Quale storia intende raccontarci con le sue accurate e preziose
campiture di colore che scontornano persone - donne - dai profili
abbozzati? Non mi farei ingannare dal soggetto: non vi è alcun
interesse esplicito per l'essere biologico femminile, nell'arte di
Frizziero. Posso ipotizzare un puro interesse per la composizione,
lo sviluppo del tratto, la ricerca di frammenti di colore da
assemblare, da giustapporre e da rendere materici e poi ancora
scuriti di sfumature, quasi a voler conferire un sedimento temporale
su ogni singola opera e renderla piacevole da vedere.
Perchè forse non bisognerebbe dirlo:
forse parlando d'arte converrebbe anzi evitare il sacrilego tabu: e
cioè affermare che siamo di fronte a cose belle da toccare e belle
da guardare, opere che per la loro composta ed equilibrata eleganza
formale, voglio proprio dirlo, ci appenderemmo in casa. Belle da
guardare, sissignori, che sanno entrare in casa tua con educazione,
senza pugni nello stomaco e senza costringerti a dipingere una
parete di nero. Quindi, per me, niente più che mosaici dalle
pastosità cromatiche belle da guardare da lontano, nella prospettiva
di una stanza, che cambiano atmosfera col variare delle luci, e
belli anche da vicino, quando la figura si perde e si scopre il
piccolo tesoro delle tessere multicromatiche. Ecco forse qual'è la
rivelazione dei mosaici di carta: una capigliatura e un'incarnato
hanno la stessa importanza di una parete o del tessuto di una
marsina. Una persona conta come un muro o come il broccato d'una
poltrona.
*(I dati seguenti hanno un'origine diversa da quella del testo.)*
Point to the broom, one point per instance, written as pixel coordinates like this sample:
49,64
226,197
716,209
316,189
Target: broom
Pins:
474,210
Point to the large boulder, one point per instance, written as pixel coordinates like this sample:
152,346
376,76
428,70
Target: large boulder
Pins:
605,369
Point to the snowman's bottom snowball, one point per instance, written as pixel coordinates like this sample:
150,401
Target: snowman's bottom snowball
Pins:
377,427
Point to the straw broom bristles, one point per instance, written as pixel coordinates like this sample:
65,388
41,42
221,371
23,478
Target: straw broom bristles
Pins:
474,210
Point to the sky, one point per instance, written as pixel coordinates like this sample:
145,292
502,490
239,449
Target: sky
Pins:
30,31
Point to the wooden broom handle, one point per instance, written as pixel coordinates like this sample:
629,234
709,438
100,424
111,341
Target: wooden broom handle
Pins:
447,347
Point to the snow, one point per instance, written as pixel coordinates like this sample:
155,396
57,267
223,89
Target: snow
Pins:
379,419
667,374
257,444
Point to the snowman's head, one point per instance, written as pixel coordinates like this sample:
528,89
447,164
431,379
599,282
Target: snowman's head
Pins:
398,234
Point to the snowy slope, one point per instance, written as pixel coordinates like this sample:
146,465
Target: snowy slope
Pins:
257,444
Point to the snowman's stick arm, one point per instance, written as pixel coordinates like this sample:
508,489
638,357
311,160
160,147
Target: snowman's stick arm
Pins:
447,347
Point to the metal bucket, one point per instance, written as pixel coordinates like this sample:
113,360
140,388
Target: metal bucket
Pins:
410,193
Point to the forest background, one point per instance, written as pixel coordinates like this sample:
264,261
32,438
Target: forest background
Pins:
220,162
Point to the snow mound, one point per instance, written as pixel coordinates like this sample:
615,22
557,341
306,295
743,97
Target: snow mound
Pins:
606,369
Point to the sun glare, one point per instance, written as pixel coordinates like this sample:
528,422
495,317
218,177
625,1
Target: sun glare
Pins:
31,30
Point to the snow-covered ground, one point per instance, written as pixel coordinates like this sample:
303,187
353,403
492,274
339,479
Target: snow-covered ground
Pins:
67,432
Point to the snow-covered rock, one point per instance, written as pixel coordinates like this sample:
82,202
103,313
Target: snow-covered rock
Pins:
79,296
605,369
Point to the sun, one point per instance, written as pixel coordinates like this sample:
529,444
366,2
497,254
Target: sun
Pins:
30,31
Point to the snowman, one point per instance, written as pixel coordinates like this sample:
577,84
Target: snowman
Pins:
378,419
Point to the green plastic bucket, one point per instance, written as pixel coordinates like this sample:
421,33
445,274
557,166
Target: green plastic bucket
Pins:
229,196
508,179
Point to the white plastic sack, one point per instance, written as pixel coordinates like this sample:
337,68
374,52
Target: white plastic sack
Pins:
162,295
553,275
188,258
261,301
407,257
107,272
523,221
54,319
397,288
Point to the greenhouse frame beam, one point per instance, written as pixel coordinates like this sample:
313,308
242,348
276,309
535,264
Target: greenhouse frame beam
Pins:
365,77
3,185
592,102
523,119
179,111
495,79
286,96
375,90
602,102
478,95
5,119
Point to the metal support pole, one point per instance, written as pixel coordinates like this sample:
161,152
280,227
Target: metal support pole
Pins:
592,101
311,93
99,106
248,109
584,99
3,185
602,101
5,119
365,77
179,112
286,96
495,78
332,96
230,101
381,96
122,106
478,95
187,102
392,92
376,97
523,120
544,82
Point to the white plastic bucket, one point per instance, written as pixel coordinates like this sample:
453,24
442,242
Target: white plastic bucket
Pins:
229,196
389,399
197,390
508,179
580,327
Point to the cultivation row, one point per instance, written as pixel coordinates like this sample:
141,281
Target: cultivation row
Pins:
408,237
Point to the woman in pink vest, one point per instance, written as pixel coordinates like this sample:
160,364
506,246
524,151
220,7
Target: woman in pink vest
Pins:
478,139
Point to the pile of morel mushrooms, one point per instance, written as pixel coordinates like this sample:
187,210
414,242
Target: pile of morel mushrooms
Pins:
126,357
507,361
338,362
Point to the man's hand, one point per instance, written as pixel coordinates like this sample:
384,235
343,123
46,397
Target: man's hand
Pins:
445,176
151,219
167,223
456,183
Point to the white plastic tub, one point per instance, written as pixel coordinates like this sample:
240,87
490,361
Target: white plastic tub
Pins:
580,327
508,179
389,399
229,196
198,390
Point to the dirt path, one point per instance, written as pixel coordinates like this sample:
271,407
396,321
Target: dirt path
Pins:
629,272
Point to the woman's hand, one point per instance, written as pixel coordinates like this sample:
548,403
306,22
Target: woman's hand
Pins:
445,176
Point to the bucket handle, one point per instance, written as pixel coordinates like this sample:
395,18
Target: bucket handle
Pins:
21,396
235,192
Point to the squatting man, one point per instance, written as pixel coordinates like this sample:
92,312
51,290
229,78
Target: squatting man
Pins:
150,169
Tutto è fatto della stessa materia, di strappi di carta,
ex testi e d ex immagini che si ricongiungono a formare nuove
identità Se volete c'è anche una metafora del samsara, e un sano ed
ecologico riciclaggio della carta (ed anche dei supporti, quasi
sempre recuperati tra gli "scarti nobili" della post civiltà dei
consumi). In quest'arte d'assemblaggio e di frammenti, tutto diventa
texture, tutto diventa pura ricerca cromatica da arte informale,
dove a comandare è il rapporto di equilibrio e di mutuo rispetto tra
le campiture di colore. E dove tutto però alla fine torna ad essere
immagine, presenza e addirittura "persona", testimoniando anche
l'imperturbabile occhio di Frizziero, scevro da giudizi, verdetti o
sentenze su chicchessia. Era ora che la sua grande capacità di
narratore, di descrittore di gente, e la sua colossale galleria di
incontri si traducessero in immagini.